Same Signal, Opposite Meaning: Direction-Informed Adaptive Learning for LLM Agents
Abstract
Adaptive test-time compute for LLM agents aims to invoke extra computation only when it improves performance. Existing methods typically use confidence-, uncertainty-, or difficulty-based gates, assuming a fixed direction from the gating signal through compute need to the value of computation. This makes gating a utility-calibration problem: gating signals should align with whether extra computation improves the final outcome over the base policy. We show that this alignment is unstable: the same signal predicts rollout benefit in one setting and rollout harm in another, with reversals across environments and backbones even when the task is fixed. Wrong-direction gates can therefore worsen performance by precisely selecting harmful states. This reversal reflects a deeper distinction between compute need and compute suitability: a high uncertainty signal may indicate decision-difficult states where rollouts help compare alternatives, or intervention-unsuitable states where the current context does not support useful rollout-based improvement.
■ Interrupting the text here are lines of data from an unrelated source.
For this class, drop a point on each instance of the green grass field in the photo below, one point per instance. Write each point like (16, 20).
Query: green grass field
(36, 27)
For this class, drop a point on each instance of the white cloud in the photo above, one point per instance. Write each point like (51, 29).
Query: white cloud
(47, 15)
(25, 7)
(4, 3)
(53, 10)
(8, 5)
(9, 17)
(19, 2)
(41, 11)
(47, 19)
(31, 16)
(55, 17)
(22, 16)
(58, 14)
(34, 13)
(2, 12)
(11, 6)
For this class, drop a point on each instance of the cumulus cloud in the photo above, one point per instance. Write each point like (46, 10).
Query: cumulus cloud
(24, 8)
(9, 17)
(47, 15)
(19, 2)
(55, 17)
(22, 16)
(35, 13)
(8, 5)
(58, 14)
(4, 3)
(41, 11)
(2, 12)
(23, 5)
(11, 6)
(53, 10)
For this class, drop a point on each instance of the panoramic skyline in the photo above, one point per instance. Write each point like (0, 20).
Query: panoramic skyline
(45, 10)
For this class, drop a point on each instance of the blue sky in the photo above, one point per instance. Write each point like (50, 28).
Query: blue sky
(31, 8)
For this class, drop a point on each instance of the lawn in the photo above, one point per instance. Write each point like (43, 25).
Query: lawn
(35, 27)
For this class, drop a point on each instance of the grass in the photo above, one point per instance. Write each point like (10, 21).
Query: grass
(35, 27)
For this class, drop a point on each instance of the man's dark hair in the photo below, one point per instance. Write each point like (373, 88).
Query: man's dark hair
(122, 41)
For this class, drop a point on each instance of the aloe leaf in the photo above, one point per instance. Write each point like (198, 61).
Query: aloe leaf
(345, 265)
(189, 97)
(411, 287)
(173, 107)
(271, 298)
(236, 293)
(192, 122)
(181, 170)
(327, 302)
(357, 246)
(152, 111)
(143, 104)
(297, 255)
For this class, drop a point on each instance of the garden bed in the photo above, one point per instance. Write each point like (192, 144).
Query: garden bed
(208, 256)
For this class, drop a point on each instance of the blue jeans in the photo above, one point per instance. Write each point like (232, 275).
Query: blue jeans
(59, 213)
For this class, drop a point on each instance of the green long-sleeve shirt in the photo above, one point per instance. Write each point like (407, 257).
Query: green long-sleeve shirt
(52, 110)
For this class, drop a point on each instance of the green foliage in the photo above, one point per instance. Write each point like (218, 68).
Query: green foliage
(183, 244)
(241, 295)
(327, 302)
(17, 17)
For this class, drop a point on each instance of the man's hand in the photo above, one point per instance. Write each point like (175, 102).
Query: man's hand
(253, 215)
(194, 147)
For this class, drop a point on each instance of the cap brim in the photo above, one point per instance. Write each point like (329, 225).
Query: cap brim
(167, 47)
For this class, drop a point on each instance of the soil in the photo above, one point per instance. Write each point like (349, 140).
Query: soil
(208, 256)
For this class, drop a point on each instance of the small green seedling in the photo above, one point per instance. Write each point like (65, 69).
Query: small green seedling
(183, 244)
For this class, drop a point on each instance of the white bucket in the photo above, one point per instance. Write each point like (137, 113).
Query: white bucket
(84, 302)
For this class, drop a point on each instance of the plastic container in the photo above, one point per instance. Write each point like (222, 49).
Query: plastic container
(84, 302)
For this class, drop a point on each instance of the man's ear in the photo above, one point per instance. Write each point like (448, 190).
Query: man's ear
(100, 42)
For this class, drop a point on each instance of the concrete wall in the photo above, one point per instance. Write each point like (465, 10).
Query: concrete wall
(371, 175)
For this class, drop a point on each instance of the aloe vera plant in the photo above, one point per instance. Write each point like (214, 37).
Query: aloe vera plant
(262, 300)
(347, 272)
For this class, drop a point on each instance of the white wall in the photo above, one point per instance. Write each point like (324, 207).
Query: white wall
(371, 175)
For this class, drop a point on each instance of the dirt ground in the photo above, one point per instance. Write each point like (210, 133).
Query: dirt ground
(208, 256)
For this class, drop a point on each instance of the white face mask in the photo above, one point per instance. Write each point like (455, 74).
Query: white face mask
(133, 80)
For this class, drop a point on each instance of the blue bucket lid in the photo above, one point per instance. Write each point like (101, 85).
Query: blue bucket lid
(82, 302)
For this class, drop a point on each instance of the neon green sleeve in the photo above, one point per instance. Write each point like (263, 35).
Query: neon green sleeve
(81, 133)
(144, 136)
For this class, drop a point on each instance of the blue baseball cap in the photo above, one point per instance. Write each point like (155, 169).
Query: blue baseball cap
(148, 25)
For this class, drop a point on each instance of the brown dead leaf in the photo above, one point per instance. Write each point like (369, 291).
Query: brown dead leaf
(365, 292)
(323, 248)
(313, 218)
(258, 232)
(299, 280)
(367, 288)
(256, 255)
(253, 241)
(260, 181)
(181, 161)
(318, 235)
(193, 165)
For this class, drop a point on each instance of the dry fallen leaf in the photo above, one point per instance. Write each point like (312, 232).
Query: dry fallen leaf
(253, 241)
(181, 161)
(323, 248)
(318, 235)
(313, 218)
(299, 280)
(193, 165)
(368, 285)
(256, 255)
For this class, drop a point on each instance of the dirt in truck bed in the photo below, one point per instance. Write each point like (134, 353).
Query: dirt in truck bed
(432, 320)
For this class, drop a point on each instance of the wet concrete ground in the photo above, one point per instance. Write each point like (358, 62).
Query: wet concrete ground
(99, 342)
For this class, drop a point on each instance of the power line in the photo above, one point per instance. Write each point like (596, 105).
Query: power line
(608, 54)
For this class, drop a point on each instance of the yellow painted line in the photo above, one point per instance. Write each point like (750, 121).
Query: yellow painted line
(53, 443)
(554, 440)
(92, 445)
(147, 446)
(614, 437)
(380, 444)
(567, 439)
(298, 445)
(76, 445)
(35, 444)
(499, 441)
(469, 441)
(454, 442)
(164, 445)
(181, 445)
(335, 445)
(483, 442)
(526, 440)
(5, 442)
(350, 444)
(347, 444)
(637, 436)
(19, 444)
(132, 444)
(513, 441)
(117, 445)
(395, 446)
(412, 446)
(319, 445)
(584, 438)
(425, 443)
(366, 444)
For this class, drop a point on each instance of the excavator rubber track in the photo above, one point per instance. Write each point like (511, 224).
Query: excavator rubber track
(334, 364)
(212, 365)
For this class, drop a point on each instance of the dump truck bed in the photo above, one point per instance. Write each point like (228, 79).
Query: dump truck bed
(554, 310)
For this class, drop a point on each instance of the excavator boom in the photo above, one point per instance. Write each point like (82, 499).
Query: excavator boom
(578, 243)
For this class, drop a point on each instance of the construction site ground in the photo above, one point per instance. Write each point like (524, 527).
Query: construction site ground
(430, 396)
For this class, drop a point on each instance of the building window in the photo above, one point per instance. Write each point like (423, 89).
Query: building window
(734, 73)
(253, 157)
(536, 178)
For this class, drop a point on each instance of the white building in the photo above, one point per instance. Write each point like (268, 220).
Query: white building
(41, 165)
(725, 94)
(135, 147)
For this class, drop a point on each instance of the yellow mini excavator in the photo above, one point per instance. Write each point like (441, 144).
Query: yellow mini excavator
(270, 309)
Under this two-source model, fixed-direction gates are unreliable across heterogeneous settings. To address this, we propose DIAL (Direction-Informed Adaptive Learning), a sparse gate trained from signal-agnostic counterfactual exploration to learn the utility direction of state features per (environment, backbone). Across six environments and three backbones, DIAL yields a stronger overall success-cost trade-off than fixed-direction baselines.